Eruzione Etna, INGV: “valanghe ardenti e colata lavica in fondo alla valle del Bove”

L’attività eruttiva dell’Etna si è spostata nelle prime ore del 6 dicembre 2015 al Nuovo Cratere di Sud-Est

Prosegue l’attività dell’Etna: dopo i quattro episodi parossistici avvenuti al cratere Voragine negli ultimi giorni, l’attività eruttiva si è spostata nelle prime ore del 6 dicembre 2015 al Nuovo Cratere di Sud-Est, interessando il cratere a pozzo formatosi intorno al 25 novembre sull’alto fianco orientale del cono del Nuovo Cratere di Sud-Est, riferisce l’INGV di Catania.

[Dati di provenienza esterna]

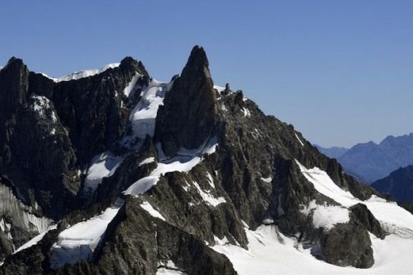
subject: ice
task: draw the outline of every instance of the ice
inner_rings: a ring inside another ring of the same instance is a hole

Nelle ore serali del 5 dicembre, l’attività eruttiva alla Voragine era progressivamente diminuita; invece fra le 3 e le 4 “le telecamere di sorveglianza dell’INGV-OE hanno registrato l’inizio di una vivace attività stromboliana alla bocca sul fianco orientale del Nuovo Cratere di Sud-Est. All’alba, sono avvenute alcune frane di materiale instabile sul fianco del cono (materiale vecchio misto con frammenti di lava calda), trasformandosi in valanghe ardenti,” in particolare alle 07:12 e alle 07:57, che hanno percorso poche centinaia di metri in direzione della Valle del Bove.

LaPresse/Reuters
LaPresse/Reuters

Durante la giornata, le osservazioni sono state parzialmente ostacolate dalla presenza di nubi; con il migliorare delle condizioni di visibilità nel pomeriggio, la telecamera termica a Monte Cagliato (EMCT) ha mostrato la presenza di attività effusiva, che aveva generato due colate laviche. Una delle colate era andata in senso nord-orientale per meno di un chilometro e sembrava poco alimentata, l’altra, ben alimentata, avanzava verso est in direzione della Valle del Bove. Nella serata, l’attività stromboliana continuava ad un ritmo molto costante, e il ramo attivo della colata lavice aveva quasi raggiunto il fondo della Valle del Bove. Al momento, l’attività non mostra variazioni.